It's hard to read about Haditha, this place in Iraq where, last November 19, some U.S. Marines went on a rampage, reportedly massacring twenty-four Iraqis, including a man almost eighty years old in a wheelchair and children as young as one, three, four, and five.

"Some victims had single gunshot wounds to the head," a Defense Department. official told The New York Times.

"Most of the shots," The Washington Post reported, "were fired at such close range that they went through the bodies of the family members and plowed into walls or the floor," according to doctors who saw the bodies.

The old man in the wheelchair "took nine rounds in the chest and abdomen, according to his death certificate," the Post story said.

"I watched them shoot my grandfather, first in the chest and then in the head," Eman Waleed told Time magazine. "Then they killed my granny."

How does that make you feel?

It fills me first with nausea and revulsion, and then fury.

Fury at the Marines who allegedly did this.

All those who took part in this massacre, all those who covered it up, must be held responsible. Being a Marine does not give you a license to murder.

But fury, too, at Bush for putting them over there.

Bush has turned Iraq into what the psychiatrist Robert Jay Lifton has called an "atrocity-producing situation." In such a situation, he notes, "ordinary people--men or women no better or worse than you or I--can regularly commit atrocities." Lifton, who described this situation first in his classic work, The Nazi Doctors, warned two years ago in The Nation that the Iraq War has become practically a laboratory for atrocities: "A counterinsurgency war in a hostile setting, especially when driven by profound ideological distortion, is particularly prone to sustained atrocity--all the more so when it becomes an occupation."

Bush has placed U.S. troops under enormous stress in Iraq. It was only a matter of time before some of them snapped.

And that's what appears to have happened at Haditha.

Though we would not have known that from the Marines themselves. According to Time, the initial report from a Marine spokesperson was: "A U.S. Marine and fifteen civilians were killed yesterday from the blast of a roadside bomb in Haditha. Immediately following the bombing, gunmen attacked the convoy with small arms fire. Iraqi Army soldiers and Marines returned fire, killing eight insurgents and wounding another."

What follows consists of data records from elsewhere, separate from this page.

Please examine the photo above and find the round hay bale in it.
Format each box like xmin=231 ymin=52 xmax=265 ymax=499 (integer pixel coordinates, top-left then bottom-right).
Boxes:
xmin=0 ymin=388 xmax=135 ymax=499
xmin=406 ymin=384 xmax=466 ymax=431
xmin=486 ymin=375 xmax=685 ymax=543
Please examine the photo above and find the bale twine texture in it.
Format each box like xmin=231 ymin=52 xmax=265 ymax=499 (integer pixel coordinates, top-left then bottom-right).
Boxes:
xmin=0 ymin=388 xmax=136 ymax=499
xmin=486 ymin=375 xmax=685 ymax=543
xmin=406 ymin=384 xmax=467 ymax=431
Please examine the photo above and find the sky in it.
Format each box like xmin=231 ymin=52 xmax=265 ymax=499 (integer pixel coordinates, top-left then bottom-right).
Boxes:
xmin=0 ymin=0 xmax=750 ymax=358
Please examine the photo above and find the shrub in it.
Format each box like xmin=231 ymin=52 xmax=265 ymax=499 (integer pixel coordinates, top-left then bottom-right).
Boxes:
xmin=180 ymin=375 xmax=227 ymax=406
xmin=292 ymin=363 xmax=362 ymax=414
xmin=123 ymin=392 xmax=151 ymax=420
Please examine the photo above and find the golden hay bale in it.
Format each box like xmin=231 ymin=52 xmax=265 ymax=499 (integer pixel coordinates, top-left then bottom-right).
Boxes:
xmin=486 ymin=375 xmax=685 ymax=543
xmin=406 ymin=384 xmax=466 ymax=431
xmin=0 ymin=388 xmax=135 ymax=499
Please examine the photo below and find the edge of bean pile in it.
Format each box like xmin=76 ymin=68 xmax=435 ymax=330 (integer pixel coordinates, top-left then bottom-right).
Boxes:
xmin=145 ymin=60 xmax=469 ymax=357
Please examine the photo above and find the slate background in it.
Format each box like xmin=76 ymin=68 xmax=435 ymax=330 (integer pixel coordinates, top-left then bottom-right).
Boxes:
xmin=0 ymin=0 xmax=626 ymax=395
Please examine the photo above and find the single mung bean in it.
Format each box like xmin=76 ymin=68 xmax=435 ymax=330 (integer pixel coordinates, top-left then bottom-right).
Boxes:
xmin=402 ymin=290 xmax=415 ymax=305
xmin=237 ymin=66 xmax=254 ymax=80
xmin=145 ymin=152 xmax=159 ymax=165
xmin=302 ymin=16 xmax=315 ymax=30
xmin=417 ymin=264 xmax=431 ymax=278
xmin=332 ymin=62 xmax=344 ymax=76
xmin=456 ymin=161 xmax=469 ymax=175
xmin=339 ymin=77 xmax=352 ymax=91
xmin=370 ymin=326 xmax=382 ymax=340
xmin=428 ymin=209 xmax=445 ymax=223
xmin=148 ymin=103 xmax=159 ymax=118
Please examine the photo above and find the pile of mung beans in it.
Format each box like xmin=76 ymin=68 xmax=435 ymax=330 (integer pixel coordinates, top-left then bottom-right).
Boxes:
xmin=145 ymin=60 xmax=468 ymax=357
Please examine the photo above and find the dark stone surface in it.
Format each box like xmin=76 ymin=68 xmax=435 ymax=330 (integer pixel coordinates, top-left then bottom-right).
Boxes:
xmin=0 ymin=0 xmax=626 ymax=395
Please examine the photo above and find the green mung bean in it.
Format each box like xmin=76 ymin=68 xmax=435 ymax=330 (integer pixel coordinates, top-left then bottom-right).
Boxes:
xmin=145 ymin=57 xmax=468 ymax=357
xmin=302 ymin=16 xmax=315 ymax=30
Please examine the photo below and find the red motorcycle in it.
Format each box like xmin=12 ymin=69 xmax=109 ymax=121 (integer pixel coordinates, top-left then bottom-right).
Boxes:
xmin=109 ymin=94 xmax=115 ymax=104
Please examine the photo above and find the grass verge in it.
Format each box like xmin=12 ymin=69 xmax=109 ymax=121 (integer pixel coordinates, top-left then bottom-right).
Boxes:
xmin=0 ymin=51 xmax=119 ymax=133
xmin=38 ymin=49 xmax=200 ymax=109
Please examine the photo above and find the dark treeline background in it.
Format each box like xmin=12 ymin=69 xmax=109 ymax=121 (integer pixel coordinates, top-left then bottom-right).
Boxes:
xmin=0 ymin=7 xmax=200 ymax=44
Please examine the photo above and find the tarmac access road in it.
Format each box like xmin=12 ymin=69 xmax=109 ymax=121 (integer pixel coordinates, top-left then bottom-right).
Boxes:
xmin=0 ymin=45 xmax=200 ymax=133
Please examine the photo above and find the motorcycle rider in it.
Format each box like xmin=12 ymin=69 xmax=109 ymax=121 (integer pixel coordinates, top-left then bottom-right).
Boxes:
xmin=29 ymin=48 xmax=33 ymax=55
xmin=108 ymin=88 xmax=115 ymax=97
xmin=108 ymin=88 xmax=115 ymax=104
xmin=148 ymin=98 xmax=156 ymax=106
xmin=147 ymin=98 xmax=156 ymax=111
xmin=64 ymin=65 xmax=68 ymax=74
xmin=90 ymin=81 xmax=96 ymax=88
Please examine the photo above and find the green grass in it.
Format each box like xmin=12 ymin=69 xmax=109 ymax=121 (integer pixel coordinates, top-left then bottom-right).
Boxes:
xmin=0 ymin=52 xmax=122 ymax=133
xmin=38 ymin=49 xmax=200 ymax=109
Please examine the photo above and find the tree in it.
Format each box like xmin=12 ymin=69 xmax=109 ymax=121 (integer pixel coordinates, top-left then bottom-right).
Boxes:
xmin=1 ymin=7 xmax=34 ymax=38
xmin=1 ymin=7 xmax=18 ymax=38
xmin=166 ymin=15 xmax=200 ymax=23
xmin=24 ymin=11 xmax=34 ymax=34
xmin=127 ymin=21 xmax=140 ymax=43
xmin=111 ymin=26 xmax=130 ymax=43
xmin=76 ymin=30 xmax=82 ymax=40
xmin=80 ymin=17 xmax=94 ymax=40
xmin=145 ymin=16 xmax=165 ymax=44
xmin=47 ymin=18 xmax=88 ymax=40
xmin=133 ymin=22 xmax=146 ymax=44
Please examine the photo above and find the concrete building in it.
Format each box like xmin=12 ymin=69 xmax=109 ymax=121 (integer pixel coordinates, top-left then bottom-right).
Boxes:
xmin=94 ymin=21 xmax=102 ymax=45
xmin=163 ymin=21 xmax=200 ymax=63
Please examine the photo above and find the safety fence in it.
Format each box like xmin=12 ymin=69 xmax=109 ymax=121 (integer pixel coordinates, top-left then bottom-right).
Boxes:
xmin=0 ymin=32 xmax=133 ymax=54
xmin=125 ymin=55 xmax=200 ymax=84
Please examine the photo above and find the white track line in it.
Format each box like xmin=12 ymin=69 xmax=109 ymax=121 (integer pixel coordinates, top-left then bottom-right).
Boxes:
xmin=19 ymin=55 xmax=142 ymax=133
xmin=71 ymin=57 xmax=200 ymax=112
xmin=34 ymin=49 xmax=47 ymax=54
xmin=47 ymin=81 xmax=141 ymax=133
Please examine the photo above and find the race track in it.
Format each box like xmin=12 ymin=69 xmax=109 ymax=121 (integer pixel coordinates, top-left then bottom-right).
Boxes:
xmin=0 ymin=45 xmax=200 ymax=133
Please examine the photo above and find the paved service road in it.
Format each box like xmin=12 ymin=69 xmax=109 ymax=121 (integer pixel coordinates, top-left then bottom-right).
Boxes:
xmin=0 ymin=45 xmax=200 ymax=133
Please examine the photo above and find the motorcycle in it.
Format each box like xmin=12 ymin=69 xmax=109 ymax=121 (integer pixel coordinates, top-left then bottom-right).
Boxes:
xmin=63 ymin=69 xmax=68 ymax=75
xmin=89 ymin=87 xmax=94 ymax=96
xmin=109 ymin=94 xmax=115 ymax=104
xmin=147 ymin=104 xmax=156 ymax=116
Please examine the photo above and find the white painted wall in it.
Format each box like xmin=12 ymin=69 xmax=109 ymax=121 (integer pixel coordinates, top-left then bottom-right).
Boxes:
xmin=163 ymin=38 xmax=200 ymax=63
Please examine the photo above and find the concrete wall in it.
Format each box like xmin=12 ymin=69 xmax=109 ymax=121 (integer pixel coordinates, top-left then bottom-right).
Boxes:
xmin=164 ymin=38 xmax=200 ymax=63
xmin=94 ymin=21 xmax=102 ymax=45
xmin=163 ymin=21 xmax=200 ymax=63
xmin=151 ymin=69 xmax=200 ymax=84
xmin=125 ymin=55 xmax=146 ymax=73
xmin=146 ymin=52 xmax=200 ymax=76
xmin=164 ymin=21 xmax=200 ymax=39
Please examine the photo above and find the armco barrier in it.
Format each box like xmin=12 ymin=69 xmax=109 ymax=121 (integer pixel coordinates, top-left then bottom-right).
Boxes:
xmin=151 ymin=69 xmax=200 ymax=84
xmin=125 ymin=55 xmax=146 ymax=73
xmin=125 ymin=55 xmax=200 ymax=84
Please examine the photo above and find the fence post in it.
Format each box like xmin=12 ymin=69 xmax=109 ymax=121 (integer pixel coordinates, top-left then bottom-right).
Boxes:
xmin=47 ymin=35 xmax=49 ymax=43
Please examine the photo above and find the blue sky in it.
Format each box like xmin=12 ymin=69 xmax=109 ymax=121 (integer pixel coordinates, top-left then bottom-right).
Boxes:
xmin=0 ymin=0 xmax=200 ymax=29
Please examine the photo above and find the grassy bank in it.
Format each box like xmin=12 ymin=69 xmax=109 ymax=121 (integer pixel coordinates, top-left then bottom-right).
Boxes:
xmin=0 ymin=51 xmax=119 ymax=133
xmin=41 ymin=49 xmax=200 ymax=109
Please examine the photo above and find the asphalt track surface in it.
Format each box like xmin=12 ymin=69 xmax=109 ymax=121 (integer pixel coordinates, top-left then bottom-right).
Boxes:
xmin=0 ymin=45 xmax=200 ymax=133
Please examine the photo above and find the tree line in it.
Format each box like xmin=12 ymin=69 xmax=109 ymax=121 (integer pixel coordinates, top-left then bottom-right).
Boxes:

The only part of that account that appears to be true is that a U.S. Marine was killed by a roadside bomb. (Time broke this story, but only months after a video shot by a local journalism student and witness testimony to human rights groups had been reported in the Arab press. Some of the most damning evidence appears to have come from a U.S. soldier who took pictures of the atrocity on his cell phone and transmitted them to a friend.)

Once again, as at Abu Ghraib, the gravity of the massacre did not register on Bush. "I am troubled by the initial news stories," he said on May 31. Hell, I am "troubled" when my teenagers are out past curfew. Couldn't the President have expressed a more powerful emotion, one that is more appropriate to the gravity of the allegations? How about disgusted or appalled or outraged?

Like My Lai, Haditha, as horrible as it appears, cannot be called a surprise. This is the trajectory of occupation. And there s been a stream of reports about U.S. atrocities in Iraq prior to this, just as there was in Vietnam prior to My Lai.

"The story is unique only in that the evidence that a terrible crime took place appears to be too great for 'plausible deniability,'" writes Joshua Holland for Alternet. Among other accounts, Holland cites an AP story quoting Iraq's U.N. ambassador as saying that the U.S. forces killed his unarmed young cousin in "cold blood." Holland also references a March Knight-Ridder story that said Iraqi police officials "accused U.S. soldiers of executing eleven Iraqi civilians, including four children and a six-month-old baby" in the town of Ishaqi. The BBC has since pursued this story, saying it has video "evidence that U.S. forces may have been responsible for the deliberate killing of eleven innocent Iraqis." The U.S. military denies the charges.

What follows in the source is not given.